Im letzten Jahr habe ich eigentlich recht viel Bewegung gehabt: nicht nur mit Laufen und Radfahren, aber auch mit Umbauarbeiten und Rasenmähen – ja, tatsächlich! Gerade Rasenmähen ist bei 1.500 Quadratmeter Grundstück gar nicht mal mit so wenig Bewegung verbunden.

Im Moment sieht das aber ziemlich düster aus. Das liegt auch daran, dass die Tage hier immer noch sehr kurz und die Straßen kaum beleuchtet sind. Das, und die doch ganz schön niedrigen Temperaturen machen Joggen außerhalb der Arbeitszeiten ziemlich unmöglich und das Fahrradfahren sehr ungemütlich. Da blieb in den letzten Wochen nur Spazieren gehen. Das geht – mit Warnweste und Handschuhen ausgestattet – auch spätabends.

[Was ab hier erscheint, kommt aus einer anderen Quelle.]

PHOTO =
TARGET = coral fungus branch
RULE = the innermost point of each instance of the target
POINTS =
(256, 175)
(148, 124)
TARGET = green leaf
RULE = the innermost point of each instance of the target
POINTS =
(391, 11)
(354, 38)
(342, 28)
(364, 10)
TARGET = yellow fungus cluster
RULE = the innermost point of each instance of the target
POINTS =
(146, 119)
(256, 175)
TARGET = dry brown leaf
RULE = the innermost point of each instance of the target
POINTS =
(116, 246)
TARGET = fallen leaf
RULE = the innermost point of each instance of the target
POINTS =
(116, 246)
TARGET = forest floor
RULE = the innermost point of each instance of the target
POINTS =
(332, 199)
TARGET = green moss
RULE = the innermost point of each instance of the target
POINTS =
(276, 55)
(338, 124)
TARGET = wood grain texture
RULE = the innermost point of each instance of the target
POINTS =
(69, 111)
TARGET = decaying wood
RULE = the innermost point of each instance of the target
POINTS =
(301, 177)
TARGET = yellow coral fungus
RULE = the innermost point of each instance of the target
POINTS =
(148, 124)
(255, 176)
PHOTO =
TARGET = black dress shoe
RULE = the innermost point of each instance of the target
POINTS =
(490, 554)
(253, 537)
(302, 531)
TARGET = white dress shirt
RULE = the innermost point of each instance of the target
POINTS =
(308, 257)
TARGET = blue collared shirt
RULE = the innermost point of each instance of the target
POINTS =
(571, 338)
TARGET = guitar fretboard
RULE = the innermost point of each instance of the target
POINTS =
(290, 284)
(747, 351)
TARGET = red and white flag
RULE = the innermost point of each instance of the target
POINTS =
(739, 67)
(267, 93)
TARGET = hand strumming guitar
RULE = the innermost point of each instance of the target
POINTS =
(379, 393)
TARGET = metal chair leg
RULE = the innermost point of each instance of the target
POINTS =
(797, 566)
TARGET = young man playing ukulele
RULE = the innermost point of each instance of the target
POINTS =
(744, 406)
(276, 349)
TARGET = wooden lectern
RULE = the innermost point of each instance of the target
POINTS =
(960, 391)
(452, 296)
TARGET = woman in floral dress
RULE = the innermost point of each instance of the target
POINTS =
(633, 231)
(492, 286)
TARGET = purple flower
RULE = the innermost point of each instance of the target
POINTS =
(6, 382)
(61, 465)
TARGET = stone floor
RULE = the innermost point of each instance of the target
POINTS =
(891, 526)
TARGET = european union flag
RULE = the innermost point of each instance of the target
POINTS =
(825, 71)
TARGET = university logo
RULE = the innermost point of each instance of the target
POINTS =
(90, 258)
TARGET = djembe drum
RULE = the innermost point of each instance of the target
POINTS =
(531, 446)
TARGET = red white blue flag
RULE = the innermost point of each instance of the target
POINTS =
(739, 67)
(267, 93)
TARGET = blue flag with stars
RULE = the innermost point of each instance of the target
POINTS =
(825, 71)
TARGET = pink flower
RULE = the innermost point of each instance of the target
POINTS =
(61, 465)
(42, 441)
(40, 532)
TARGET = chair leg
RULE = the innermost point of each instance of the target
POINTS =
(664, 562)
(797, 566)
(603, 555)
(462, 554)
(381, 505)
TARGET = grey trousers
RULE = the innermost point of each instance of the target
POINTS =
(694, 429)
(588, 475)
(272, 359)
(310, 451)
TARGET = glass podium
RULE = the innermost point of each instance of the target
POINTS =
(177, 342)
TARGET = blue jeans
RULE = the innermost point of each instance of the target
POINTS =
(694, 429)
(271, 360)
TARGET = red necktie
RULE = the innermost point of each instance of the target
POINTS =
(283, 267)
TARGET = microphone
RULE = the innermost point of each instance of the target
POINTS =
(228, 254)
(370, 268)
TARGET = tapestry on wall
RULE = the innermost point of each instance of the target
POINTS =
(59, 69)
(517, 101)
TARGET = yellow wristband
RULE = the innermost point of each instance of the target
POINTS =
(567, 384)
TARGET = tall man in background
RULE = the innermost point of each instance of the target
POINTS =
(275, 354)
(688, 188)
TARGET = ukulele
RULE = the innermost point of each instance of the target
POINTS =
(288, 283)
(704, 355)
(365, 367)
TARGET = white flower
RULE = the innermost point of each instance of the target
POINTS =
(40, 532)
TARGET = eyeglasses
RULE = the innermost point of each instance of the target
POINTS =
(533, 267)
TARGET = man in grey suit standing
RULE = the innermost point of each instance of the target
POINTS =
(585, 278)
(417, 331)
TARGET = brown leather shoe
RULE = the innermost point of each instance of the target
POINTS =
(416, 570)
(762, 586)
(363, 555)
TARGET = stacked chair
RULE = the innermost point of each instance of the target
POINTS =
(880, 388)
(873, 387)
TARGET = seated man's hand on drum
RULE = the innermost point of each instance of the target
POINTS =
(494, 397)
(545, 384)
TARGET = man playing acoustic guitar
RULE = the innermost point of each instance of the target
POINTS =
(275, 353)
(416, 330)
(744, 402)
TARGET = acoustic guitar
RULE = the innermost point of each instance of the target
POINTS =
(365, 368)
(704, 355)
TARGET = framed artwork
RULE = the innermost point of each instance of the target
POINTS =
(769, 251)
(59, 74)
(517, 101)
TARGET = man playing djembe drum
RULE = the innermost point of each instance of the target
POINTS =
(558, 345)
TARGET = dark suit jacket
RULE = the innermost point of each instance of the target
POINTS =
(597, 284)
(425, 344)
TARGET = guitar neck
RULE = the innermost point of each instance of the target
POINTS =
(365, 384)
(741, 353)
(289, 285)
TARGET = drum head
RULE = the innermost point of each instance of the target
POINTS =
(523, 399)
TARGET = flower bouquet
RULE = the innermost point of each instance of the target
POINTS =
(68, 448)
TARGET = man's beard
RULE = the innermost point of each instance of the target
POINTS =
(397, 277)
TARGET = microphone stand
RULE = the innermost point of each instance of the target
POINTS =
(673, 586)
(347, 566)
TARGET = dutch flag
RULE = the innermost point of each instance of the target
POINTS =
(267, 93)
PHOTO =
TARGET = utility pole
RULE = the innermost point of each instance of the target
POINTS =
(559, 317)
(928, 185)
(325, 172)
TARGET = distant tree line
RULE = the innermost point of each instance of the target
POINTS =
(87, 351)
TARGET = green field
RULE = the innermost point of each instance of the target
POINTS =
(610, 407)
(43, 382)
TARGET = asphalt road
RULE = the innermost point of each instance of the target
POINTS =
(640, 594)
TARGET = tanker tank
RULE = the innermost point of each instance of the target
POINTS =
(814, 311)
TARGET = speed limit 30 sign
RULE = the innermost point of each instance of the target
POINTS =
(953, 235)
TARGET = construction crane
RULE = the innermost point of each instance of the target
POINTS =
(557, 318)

Viel mehr als 40 Minuten sind da aber auch nicht drin, wenn man nicht gleich mehrere Runden hier im Dorf drehen möchte. Entsprechend ist das alles zwar besser als nichts, aber doch ziemlich wenig. Auf viel mehr als 400 Bewegungskalorien (laut Apple Watch), komme ich aktuell nicht.

Das wird sich hoffentlich ab morgen ändern, da ich mich vorhin endlich mal aufgerafft habe, und das Rennrad auf den Rollentrainer im Keller montiert habe. Dort kann ich dann ab morgen ganz unabhängig von Wetter und Uhrzeit gegen die Bewegungsarmut ankämpfen. Und so auch ein bisschen vortrainieren um dann so im März/April wieder raus auf die Straße zu können.